This document summarizes research on predicting Yelp ratings for restaurants from user reviews. The author collected review and business data from Yelp and divided it into development, cross-validation, and test sets. Various classifiers including Naive Bayes, SVM, and logistic regression were tested on the cross-validation data, with logistic regression performing best. Feature engineering using POS tags and selecting the top 500 features improved results. Tuning logistic regression with L1 regularization further optimized performance. The author concludes POS features and selecting an optimal number of top features improves predictive accuracy and discusses ideas for future work.
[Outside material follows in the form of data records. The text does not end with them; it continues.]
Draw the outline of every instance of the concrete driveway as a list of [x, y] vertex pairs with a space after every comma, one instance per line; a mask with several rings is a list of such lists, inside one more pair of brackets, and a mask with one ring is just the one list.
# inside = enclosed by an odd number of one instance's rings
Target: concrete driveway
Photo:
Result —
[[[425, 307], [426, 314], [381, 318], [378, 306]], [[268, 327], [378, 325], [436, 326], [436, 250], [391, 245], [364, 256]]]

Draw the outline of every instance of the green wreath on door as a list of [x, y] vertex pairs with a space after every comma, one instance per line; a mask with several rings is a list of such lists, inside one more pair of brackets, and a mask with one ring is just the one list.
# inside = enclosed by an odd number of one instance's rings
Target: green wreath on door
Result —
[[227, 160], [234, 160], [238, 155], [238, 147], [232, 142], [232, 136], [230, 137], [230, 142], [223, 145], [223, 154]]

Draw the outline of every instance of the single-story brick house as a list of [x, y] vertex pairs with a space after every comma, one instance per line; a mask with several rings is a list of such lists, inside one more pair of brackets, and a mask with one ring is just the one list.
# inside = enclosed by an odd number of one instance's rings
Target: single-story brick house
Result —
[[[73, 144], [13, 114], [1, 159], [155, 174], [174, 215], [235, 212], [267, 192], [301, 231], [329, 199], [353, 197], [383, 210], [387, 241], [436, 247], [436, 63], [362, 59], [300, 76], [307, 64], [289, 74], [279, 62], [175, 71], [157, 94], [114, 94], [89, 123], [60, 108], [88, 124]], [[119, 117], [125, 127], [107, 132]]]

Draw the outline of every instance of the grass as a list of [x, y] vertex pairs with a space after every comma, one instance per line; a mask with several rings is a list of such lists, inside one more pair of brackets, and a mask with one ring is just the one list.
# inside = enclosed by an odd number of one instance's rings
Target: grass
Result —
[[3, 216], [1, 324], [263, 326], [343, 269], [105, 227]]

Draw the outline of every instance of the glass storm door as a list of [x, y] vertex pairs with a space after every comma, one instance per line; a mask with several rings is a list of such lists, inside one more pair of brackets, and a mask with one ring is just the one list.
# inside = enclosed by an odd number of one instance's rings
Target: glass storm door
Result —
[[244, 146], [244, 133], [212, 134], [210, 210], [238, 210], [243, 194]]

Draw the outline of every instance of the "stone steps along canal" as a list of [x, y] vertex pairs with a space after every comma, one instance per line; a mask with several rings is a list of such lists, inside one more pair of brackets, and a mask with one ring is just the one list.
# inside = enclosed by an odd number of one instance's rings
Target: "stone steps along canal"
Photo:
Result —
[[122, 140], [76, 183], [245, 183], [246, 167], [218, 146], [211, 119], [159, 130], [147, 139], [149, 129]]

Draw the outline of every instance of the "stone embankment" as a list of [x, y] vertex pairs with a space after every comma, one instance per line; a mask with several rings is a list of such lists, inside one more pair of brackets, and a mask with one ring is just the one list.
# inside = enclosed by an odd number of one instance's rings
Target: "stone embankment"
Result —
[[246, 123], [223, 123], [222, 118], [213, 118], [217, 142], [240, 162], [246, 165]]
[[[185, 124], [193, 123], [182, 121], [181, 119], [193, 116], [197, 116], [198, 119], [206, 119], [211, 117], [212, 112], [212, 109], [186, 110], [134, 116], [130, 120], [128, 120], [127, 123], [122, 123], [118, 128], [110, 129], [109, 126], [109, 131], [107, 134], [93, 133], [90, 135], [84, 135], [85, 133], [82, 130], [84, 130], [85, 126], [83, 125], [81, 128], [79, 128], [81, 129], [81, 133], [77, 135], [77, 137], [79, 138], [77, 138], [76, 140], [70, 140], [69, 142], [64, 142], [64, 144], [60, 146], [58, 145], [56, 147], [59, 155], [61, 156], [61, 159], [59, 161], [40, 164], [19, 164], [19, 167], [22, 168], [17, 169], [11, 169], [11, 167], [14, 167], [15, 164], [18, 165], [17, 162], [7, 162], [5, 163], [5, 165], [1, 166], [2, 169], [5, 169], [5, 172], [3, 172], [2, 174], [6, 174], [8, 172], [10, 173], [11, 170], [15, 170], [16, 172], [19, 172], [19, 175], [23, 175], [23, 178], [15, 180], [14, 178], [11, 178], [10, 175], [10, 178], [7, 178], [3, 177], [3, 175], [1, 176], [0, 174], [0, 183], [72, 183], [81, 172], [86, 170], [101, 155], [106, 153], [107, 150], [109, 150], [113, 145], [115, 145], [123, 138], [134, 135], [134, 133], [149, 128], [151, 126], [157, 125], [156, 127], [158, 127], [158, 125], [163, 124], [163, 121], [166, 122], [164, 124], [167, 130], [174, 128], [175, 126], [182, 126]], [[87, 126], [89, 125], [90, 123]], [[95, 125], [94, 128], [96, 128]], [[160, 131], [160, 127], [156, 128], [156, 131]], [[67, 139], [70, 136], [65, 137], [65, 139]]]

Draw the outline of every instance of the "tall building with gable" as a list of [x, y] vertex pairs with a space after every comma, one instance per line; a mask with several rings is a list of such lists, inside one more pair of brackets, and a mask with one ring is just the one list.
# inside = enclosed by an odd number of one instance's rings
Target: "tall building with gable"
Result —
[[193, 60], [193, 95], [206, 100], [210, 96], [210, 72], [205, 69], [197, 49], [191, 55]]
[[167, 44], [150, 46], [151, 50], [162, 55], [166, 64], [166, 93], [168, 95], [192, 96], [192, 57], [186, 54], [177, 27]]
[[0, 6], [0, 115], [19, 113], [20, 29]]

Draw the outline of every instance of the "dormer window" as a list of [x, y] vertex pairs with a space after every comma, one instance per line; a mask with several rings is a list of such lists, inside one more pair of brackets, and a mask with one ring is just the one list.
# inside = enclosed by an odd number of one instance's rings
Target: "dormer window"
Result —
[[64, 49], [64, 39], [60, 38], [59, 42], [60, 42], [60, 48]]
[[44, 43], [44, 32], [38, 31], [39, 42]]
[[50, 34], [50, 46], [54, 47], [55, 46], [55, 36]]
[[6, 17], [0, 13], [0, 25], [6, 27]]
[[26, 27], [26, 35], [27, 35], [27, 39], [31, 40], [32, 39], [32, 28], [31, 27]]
2. Prediction of Yelp Rating using Yelp Reviews
Kartik Lunkad
May 12, 2015
Abstract
Yelp provides two main ways for users to
review the businesses – reviews & stars.
Traditionally, businesses have focused on
how their rating to assess whether users
like their service or not. But reviews contain
huge amounts of critical data for the
businesses which they can take advantage
of. In this paper, we explore how reviews
can be used to predict the rating of a
business.
1 Introduction
Recommender systems have come a long
way in terms of modeling ratings for various
purposes such as predicting the future
rating of the product/business, identifying
the customer segment who is most
interested in the product and measuring
the success of a product/business. But
interestingly, very little work has been done
in the field of analyzing the reviews which
are provided by the users. These reviews
should not be ignored since they are a rich
source of information for the businesses.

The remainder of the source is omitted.